If you have been anywhere near corporate life in the past ten years, you have probably been impacted by a reorganization or "reorg." This is where a company changes its organizational structure. From the employee perspective, reorgs are often interpreted to mean:
- More work
- Another stupid management decision intended to upset and frustrate me
As annoying as they can be, there are actually some good reasons why they happen. If you understand the difference between a good and a bad reorg, it will make you a better businessperson and ultimately a better entrepreneur.
Good reasons for a reorg:
- A shifting market: In a well-run company, the management knows that they live and die by their market. Everything that they do and say must be in synch with market realities. What do we know about any market today? They are constantly in flux and change all the time. So if your organization just sits still and doesn’t pay attention to the way the market has changed just to not bother their employees, chances are they won’t be in business for very long.
- A better way to serve customers: All of us have probably experienced intense frustration with the way we are treated by some companies that are supposed to serve us. Isn’t it enraging to have to call 5 people to get a resolution to a problem, encountering multiple "it isn’t my job" responses along the way? This would be the case of an excellent opportunity to restructure the customer service function to better meet the needs of customers.
- A changing business model.
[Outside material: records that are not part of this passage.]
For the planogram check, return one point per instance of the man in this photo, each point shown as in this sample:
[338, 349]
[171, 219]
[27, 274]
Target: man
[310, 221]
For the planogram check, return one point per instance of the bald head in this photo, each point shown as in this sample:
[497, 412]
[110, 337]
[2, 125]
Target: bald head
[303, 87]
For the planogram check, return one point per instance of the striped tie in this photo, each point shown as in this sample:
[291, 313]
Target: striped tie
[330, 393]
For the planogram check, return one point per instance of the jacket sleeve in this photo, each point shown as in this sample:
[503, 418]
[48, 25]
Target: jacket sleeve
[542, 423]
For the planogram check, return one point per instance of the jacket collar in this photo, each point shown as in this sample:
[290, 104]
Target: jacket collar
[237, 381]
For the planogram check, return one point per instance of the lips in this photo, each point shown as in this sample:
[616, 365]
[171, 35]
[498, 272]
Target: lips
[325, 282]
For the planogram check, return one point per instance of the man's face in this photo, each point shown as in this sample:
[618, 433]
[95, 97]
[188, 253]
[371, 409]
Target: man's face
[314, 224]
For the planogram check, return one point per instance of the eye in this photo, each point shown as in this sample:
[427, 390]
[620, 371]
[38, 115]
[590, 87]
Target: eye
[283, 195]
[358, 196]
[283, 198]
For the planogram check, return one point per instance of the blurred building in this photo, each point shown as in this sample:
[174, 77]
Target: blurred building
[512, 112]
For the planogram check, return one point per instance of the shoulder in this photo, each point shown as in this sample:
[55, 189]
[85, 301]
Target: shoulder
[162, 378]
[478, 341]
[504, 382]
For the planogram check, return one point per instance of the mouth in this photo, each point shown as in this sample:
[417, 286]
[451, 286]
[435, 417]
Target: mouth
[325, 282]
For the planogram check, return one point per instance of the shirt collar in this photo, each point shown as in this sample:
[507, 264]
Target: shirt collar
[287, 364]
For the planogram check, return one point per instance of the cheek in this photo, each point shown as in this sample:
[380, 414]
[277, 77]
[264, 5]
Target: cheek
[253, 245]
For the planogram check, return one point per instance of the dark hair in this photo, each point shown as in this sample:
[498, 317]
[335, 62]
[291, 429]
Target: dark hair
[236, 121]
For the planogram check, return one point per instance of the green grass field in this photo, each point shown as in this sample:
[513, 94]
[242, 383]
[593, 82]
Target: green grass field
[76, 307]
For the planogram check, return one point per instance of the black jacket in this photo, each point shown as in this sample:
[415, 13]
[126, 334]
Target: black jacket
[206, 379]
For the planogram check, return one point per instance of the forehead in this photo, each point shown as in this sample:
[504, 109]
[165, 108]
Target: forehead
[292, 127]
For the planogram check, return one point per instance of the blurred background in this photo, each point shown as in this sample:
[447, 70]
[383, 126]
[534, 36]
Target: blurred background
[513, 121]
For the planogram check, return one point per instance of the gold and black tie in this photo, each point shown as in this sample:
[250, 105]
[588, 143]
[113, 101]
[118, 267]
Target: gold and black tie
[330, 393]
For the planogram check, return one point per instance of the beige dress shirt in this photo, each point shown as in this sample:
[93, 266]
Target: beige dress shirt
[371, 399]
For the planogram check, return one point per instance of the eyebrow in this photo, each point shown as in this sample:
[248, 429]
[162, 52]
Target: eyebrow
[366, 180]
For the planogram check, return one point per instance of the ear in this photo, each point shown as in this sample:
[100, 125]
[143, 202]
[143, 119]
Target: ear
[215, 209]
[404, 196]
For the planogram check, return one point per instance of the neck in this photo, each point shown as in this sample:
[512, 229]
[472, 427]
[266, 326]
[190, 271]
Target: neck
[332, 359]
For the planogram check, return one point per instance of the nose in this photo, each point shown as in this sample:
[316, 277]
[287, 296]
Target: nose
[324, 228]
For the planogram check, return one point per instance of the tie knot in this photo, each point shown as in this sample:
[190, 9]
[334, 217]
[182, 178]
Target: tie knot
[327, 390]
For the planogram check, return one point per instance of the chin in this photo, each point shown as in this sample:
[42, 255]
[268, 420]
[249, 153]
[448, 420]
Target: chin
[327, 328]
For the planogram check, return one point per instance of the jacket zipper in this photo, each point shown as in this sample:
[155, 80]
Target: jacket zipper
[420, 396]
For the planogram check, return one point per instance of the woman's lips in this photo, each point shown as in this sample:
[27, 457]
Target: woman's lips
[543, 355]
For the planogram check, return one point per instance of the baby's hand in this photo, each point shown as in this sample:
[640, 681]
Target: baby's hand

If you change the strategic direction of a company and don’t change the way the organization is structured, chances are you won’t drive the new behaviors required to be successful.
Bad reasons for a reorg:
- The high-paid consultant said to do it so we did it
- We will change our organization structure to save the butt of a top executive
- We have a history of performance problems and instead of addressing them the right way, we will reorganize people out of a job
There are many more good and bad reasons.
My point: Instead of immediately getting grumpy when you hear of organization changes, do some research and find out why your company is doing it.